Mercy © Sharon Bradford
Mercy
© Sharon Bradford

Wednesday evening’s "Program A" opened with an excerpt from Mercy (2009), followed by two new works: What Come, Thereafter and Places Please, which will conclude all three programs. Co-Founder, Artistic Director and resident choreographer Dwight Rhoden’s work explored a range of different themes all woven together by a clear aesthetic. From vibrant costumes to dramatic lighting, with strong musical selections, this was perhaps not the subtlest of productions.

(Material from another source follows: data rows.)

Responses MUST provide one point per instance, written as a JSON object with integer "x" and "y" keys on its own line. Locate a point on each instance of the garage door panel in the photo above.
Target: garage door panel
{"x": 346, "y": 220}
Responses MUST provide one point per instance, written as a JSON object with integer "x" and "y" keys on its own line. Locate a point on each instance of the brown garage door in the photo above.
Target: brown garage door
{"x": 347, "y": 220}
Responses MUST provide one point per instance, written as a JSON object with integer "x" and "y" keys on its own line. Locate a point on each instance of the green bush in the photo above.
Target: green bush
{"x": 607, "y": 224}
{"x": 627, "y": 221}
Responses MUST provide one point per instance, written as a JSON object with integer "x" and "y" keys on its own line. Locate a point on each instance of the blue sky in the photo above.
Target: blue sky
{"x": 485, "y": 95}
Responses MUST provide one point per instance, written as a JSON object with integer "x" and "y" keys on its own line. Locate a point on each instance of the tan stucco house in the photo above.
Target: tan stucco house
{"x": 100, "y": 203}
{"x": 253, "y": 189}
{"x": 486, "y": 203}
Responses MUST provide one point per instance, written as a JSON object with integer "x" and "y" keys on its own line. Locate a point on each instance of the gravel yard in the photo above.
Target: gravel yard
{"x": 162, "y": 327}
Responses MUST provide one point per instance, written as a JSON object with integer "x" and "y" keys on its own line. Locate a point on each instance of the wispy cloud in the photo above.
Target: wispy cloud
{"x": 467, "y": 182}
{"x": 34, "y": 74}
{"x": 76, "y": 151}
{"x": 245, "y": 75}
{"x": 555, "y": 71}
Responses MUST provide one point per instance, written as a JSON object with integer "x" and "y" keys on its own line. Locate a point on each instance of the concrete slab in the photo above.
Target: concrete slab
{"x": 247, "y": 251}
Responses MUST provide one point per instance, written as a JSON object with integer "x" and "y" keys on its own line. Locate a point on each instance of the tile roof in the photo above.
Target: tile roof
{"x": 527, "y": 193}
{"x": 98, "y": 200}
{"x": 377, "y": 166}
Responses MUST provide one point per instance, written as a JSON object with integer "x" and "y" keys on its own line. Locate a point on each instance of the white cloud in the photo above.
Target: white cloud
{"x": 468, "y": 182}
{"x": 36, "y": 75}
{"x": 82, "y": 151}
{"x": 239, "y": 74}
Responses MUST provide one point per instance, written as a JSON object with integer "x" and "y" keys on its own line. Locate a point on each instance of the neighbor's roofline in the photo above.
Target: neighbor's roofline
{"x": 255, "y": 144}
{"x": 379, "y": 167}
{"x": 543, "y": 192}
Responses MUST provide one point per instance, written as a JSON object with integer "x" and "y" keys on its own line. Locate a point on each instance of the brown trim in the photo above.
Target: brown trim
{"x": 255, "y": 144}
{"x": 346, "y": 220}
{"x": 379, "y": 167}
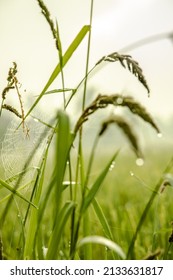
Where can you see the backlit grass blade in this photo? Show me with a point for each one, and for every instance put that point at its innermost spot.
(62, 218)
(64, 140)
(95, 187)
(102, 241)
(71, 49)
(15, 192)
(103, 221)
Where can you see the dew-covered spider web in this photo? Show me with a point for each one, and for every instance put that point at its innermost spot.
(19, 147)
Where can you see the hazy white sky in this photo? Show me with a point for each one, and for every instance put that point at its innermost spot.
(25, 38)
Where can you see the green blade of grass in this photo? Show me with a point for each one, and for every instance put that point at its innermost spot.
(103, 221)
(62, 218)
(71, 49)
(63, 144)
(102, 241)
(15, 192)
(95, 187)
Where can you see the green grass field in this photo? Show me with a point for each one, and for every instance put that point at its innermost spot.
(62, 200)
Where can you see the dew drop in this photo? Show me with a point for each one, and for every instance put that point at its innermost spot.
(36, 120)
(139, 162)
(112, 166)
(119, 100)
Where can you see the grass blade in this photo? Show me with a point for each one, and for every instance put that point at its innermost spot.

Mercy begins with seven couples, the men bare-chested in flowing white pants and the women in lavender leotards (costumes by Christine Darch). They come to life to a combination of spiritual songs and chants, and, from the first move, passion is the force driving them. There are recognizable elements - hands clasped in prayer, the unmistakable word “hallelujah” - but the dancers transform just as easily into foreign entities. Whirling on the spot, pants catching the air like skirts, a sense of organic motion runs through the piece, despite disruptions caused by many costume changes. At one point three women dance with floor-length white skirts, swirling like Caribbean dancers and then spinning like Sufi Dervishes. Dancer D. Gary W. Jeter, II is the focal point, cutting a striking figure in red. His strength and athleticism adds another visual layer to a company of physically strong dancers. In this excerpt Jeter is not frightening or evil but it's impossible to ignore the implications of one red character in a sea of white. His power and clarity allow Rhoden to use props such as a crimson backdrop, which the dancers burst through, and stools that double as buckets (and later partners), without ever overwhelming the dancers’ lines. He achieves controlled visual chaos.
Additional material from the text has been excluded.